An Israeli bomb hit a five-storey residential block in the city of Beit Lahia, killing 72 people, it said. The building housed families displaced from their homes in other parts of the Gaza Strip. Many women and children were reported among the victims.
A further 24 people were killed and several injured in Israeli airstrikes on the al-Bureij and Nuseirat refugee camps in the centre of the Gaza Strip, the press office said.
The official Palestinian news agency WAFA reported that rescue workers were looking for bodies and survivors in the rubble.
Israeli attacks on residential buildings in Beit Lahiya, Nuseirat and Bureij in Gaza have killed 96 Palestinians since this morning, the Gaza media office has said in a statement that condemned the attacks.
"The occupation army knew that these houses and residential buildings contained dozens of displaced civilians, most of whom were children and women,” the statement said.

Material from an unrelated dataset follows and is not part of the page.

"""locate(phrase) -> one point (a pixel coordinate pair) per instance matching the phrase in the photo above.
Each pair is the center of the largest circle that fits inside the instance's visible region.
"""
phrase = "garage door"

The media office said it holds Israel, as well as the US administration, the United Kingdom, Germany, France and other "countries participating in the genocide” fully responsible for the "continuation of the ethnic cleansing war”.
Israel’s genocide in Gaza has killed at least 43,846 Palestinians and wounded 103,740 since October 7, 2023.
Meanwhile, Pope Francis has suggested the global community should study whether Israel’s military campaign in Gaza constitutes a genocide of the Palestinian people, in some of his most explicit criticism yet of Israel’s conduct in its yearlong war.
In excerpts published from a forthcoming book, the pontiff said some international experts say "what is happening in Gaza has the characteristics of a genocide.
"We should investigate carefully to assess whether this fits into the technical definition [of genocide] formulated by international jurists and organisations,” the pope said in the excerpts, published by Italian daily La Stampa.